When I create the bond it works fine for one interface, but it breaks when I try to add a second one.
In particular

set interfaces bonding bond0 member interface eth0
commit
save

works fine, but

set interfaces bonding bond0 member interface eth1
commit

results in

PermissionError: [Errno 1] Operation not permitted

During handling of the above exception, another exception occurred:

Traceback (most recent call last):
  File "/usr/libexec/vyos/conf_mode/interfaces-bonding.py", line 209, in <module>
    apply(c)
  File "/usr/libexec/vyos/conf_mode/interfaces-bonding.py", line 200, in apply
    b.update(bond)
  File "/usr/lib/python3/dist-packages/vyos/ifconfig/bond.py", line 401, in update
    self.add_port(interface)
  File "/usr/lib/python3/dist-packages/vyos/ifconfig/bond.py", line 262, in add_port
    ret = self.set_interface('bond_add_port', f'+{interface}')
  File "/usr/lib/python3/dist-packages/vyos/ifconfig/control.py", line 182, in set_interface
    return self._set_sysfs(self.config, name, value)
  File "/usr/lib/python3/dist-packages/vyos/ifconfig/control.py", line 166, in _set_sysfs
    self._sysfs_set[name]['location'].format(**config), value)
  File "/usr/lib/python3/dist-packages/vyos/ifconfig/control.py", line 132, in _write_sysfs
    f.write(str(value))
PermissionError: [Errno 1] Operation not permitted



[[interfaces bonding bond0]] failed
Commit failed

The order in which I add the interfaces does not matter, and using various combinations of the 4 interfaces yields the same result.

The main issue seems to be however that VyOS is not able to set the MAC address for a SR-IOV interface.
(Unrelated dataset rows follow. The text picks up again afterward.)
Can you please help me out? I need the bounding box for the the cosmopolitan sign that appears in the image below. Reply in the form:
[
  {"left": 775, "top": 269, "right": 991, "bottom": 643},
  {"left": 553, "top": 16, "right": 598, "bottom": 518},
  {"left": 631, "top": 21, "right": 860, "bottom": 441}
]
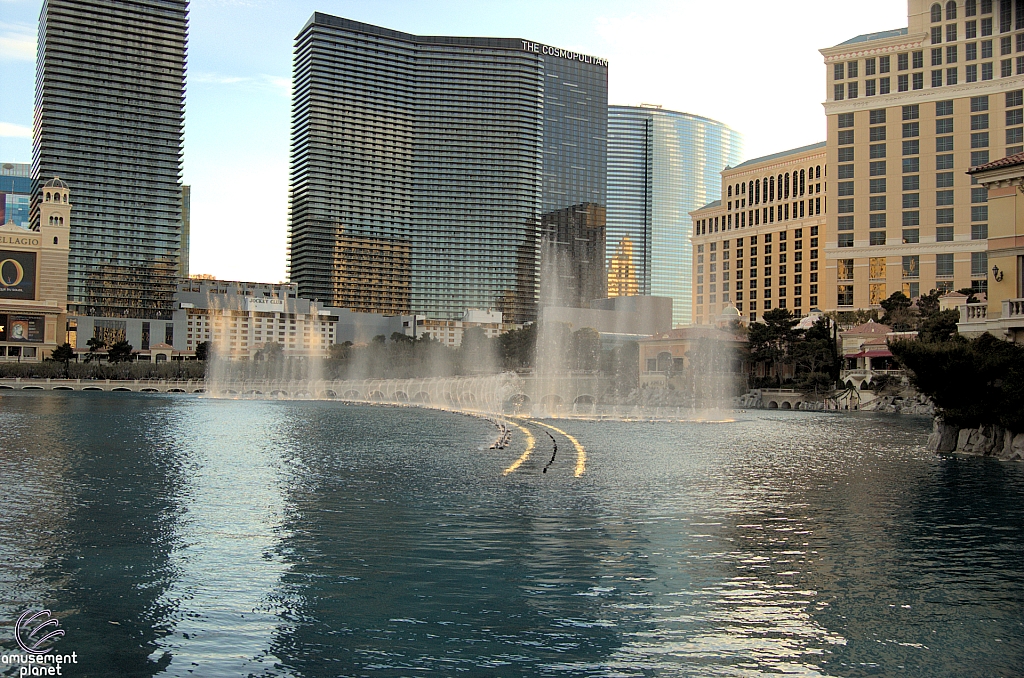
[{"left": 522, "top": 40, "right": 608, "bottom": 68}]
When running above commands i get in the guest dmesg

[  260.102308] ixgbevf 0000:00:06.0 eth0: NIC Link is Up 1 Gbps
[  260.108878] bond0: (slave eth0): Enslaving as a backup interface with an up link
[  260.153678] bond0: (slave eth1): Error -1 calling set_mac_address
[  260.161615] bond0: (slave eth1): Error -1 calling set_mac_address

and in the host dmesg

[35888.875860] ixgbe 0000:06:00.0 eth4: VF 0 attempted to set a new MAC address but it already has an administratively set MAC address CA:6D:EC:51:71:66
[35888.875865] ixgbe 0000:06:00.0 eth4: Check the VF driver and if it is not using the correct MAC address you may need to reload the VF driver

For completeness I include every piece of information in the log

Report Time:      2020-12-19 22:28:24
Image Version:    VyOS 1.3-rolling-202012190217
Release Train:    equuleus

Built by:         [email protected]
Built on:         Sat 19 Dec 2020 02:17 UTC
Build UUID:       b48a4b33-3129-4c7e-a597-d7936427320d
Build Commit ID:  09e7d7c379cfee

Architecture:     x86_64
Boot via:         installed image
System type:      Xen HVM guest

Hardware vendor:  Xen
Hardware model:   HVM domU
Hardware S/N:     1be847d5-9283-8688-ccf9-2fa97d0e4e58
Hardware UUID:    1be847d5-9283-8688-ccf9-2fa97d0e4e58

Details

Difficulty level
Unknown (require assessment)
Version
VyOS 1.3-rolling-202012190217
Why the issue appeared?
Will be filled on close
Is it a breaking change?
Unspecified (possibly destroys the router)
Issue type
Bug (incorrect behavior)

Event Timeline

The issue turned out to be at the host level. By default SR-IOV VFs are not allowed to change their own mac addresses or send packets with a different mac address, and since this is required for LACP bonding the configuration would just fail.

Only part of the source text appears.